Title TEI markup for the 90-volume edition of Leo Tolstoy’s complete works

Encoded by   Vanessa Hannesschläger

Encoded by   Daniel Schopper


The Creative Commons Attribution 4.0 International (CC BY 4.0) License applies to this text.


In this paper, we describe our work on an ongoing project titled "Tolstoy Digital" . Our chief objective is to convert the 90-volume collected works of Leo Tolstoy into a proper "digital edition" with help of TEI.

With a legacy of more than 46,000 pages of text that collectively contain 14,5 million words, Tolstoy is famed as one of the most productive writers ever. The preparation of the 90-volume print edition started in 1928 (Tolstoy’s 100th anniversary) and took three decades, with the last volume published in 1958. Apart from finished works (prose, poetry, drama, essays; schoolbooks), the edition contains numerous drafts, about 8,500 letters, entire volumes of personal diaries, which Tolstoy diligently kept throughout his life, a certain number of facsimile manuscripts and all sorts of editorial comments. A separate volume (No. 91) is entirely dedicated to alphabetic and chronological indexes.

The volumes have been digitized a few years ago, but so far contain little electronic markup. The size and diversity of the edition, along with inevitable inconsistencies in editorial practices, present all sorts of challenges to markup attempts.

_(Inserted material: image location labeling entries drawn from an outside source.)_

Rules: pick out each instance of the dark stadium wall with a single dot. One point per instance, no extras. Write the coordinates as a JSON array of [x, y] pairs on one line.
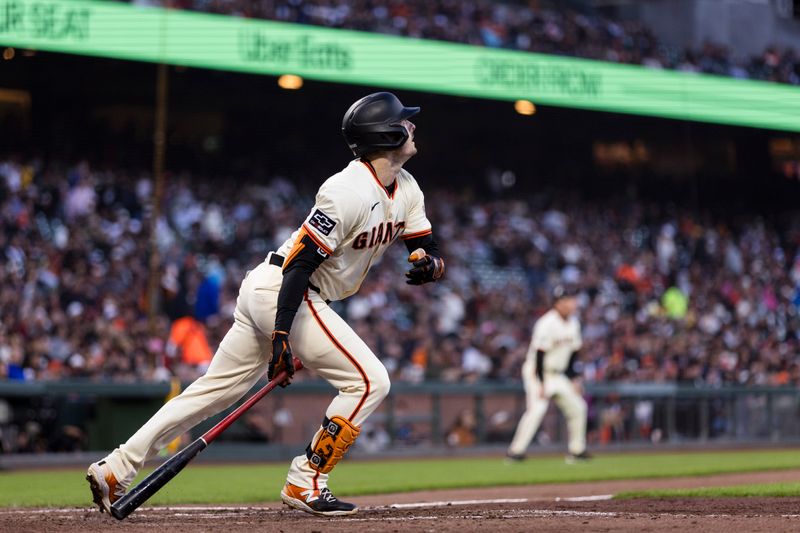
[[229, 126]]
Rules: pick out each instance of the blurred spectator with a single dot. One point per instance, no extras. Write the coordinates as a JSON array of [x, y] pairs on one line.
[[523, 26], [667, 294]]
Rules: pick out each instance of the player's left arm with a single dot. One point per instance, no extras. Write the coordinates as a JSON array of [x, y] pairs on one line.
[[425, 257], [572, 371]]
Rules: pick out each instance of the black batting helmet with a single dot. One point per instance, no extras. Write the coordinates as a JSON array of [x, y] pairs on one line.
[[373, 123]]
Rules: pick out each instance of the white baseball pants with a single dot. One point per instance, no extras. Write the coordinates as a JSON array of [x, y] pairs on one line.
[[319, 338], [571, 403]]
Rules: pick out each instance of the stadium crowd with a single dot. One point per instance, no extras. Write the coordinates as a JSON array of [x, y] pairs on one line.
[[520, 26], [667, 294]]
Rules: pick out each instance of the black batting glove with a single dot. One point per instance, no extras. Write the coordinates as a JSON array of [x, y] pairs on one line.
[[281, 358], [426, 268]]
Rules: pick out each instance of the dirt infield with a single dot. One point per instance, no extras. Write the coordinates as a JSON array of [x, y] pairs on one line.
[[579, 506]]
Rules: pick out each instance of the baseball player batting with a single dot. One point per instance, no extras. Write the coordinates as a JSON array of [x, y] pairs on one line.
[[282, 311], [548, 372]]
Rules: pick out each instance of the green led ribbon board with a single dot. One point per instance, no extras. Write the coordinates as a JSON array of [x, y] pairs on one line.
[[124, 31]]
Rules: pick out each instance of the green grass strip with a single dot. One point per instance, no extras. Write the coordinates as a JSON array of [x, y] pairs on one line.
[[781, 490], [255, 483]]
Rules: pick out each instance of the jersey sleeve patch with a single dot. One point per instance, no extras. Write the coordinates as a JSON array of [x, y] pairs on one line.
[[321, 222]]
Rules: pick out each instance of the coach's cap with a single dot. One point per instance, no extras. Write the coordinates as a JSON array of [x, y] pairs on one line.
[[563, 291]]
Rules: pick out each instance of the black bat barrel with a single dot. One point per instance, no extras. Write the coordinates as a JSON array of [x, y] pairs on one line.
[[152, 483]]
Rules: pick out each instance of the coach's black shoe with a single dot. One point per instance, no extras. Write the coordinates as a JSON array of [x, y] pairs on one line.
[[578, 458], [318, 502]]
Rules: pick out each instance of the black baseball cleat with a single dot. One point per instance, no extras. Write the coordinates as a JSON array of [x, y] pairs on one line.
[[578, 458], [318, 502], [514, 457]]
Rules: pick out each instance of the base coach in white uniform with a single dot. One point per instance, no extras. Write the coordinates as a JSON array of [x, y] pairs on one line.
[[548, 372], [282, 311]]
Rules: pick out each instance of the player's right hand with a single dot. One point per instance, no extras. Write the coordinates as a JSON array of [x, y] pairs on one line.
[[426, 267], [281, 358]]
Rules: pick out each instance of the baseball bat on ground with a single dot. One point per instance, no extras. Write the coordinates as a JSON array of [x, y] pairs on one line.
[[164, 473]]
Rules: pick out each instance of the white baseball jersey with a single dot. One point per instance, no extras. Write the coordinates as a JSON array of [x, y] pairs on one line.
[[557, 338], [353, 221]]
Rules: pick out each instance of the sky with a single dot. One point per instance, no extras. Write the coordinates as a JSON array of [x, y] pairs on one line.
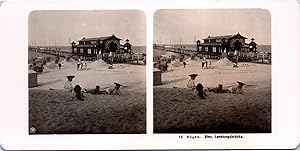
[[58, 28], [175, 26]]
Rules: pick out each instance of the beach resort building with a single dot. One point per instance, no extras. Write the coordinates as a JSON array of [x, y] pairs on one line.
[[216, 45], [96, 48]]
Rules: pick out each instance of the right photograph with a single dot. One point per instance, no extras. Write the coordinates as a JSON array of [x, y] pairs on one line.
[[212, 71]]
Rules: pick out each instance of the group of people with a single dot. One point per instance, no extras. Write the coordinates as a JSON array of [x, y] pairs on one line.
[[81, 66], [78, 91], [199, 88]]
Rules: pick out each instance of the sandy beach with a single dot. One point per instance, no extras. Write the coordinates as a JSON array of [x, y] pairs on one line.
[[178, 109], [53, 110]]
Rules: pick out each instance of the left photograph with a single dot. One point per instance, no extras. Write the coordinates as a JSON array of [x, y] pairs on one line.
[[87, 72]]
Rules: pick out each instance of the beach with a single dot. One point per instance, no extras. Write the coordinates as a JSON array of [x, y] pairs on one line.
[[177, 109], [53, 110]]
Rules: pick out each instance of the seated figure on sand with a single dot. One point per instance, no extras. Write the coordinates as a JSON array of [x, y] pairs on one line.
[[191, 84], [68, 85], [218, 89], [238, 89], [78, 93], [96, 91], [232, 89], [200, 92]]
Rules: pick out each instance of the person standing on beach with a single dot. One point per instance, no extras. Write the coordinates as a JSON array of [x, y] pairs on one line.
[[59, 65], [200, 92], [78, 93], [68, 85], [85, 66], [78, 64], [191, 84], [204, 62]]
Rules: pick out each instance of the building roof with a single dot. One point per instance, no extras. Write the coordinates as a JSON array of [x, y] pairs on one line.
[[225, 37], [100, 38], [252, 43], [127, 44], [85, 46], [211, 44]]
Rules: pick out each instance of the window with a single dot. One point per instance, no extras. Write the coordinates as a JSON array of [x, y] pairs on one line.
[[214, 49]]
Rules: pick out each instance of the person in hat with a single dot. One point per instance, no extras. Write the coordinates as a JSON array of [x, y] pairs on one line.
[[94, 91], [219, 89], [191, 84], [204, 62], [115, 90], [68, 85], [200, 92], [238, 89], [78, 93]]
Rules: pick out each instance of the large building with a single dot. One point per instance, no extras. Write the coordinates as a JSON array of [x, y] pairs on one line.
[[96, 48], [216, 45]]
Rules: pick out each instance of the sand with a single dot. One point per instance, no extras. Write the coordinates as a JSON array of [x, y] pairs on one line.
[[179, 110], [59, 112]]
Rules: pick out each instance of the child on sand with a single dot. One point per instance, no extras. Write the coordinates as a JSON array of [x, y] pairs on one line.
[[68, 85], [204, 62], [59, 65], [238, 89], [200, 92], [85, 66], [115, 90], [78, 93], [191, 84]]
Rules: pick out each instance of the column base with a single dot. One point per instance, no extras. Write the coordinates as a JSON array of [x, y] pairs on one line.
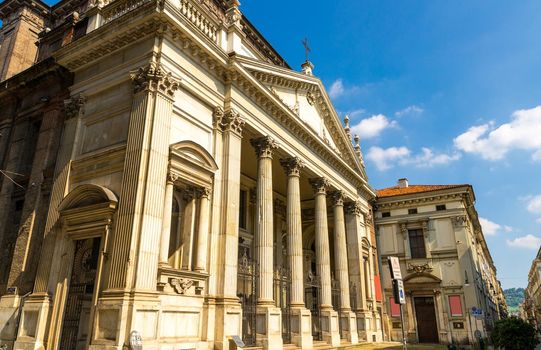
[[329, 327], [9, 318], [269, 327], [228, 313], [301, 327], [364, 321], [348, 320], [34, 323]]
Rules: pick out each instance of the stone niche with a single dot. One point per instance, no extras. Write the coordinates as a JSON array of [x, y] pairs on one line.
[[107, 324]]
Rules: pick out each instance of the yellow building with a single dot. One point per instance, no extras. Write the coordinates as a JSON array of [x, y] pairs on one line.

One of such challenges are footnotes, of which there are more than 30,000. Among them Tolstoy’s own comments, explanations and translations, comments and translations by editors, plus all sorts of technical notes. The latter usually represent various editorial "secondary evidence" , e.g. "here Tolstoy wrote word ‘A’ first, but then replaced it with an unclear word which is probably word ‘B’" or "this phrase was crossed out with a dry pen, most likely by Tolstoy’s wife" or "original page contained this addition on the margin" .

Obviously, all these footnotes should somehow be distinguished from each other in the TEI markup. As the sheer size of the material suggests some automation is inevitable, currently our efforts are focused on automatic (or at least machine-aided) classification of notes and their subsequent conversion into TEI tags.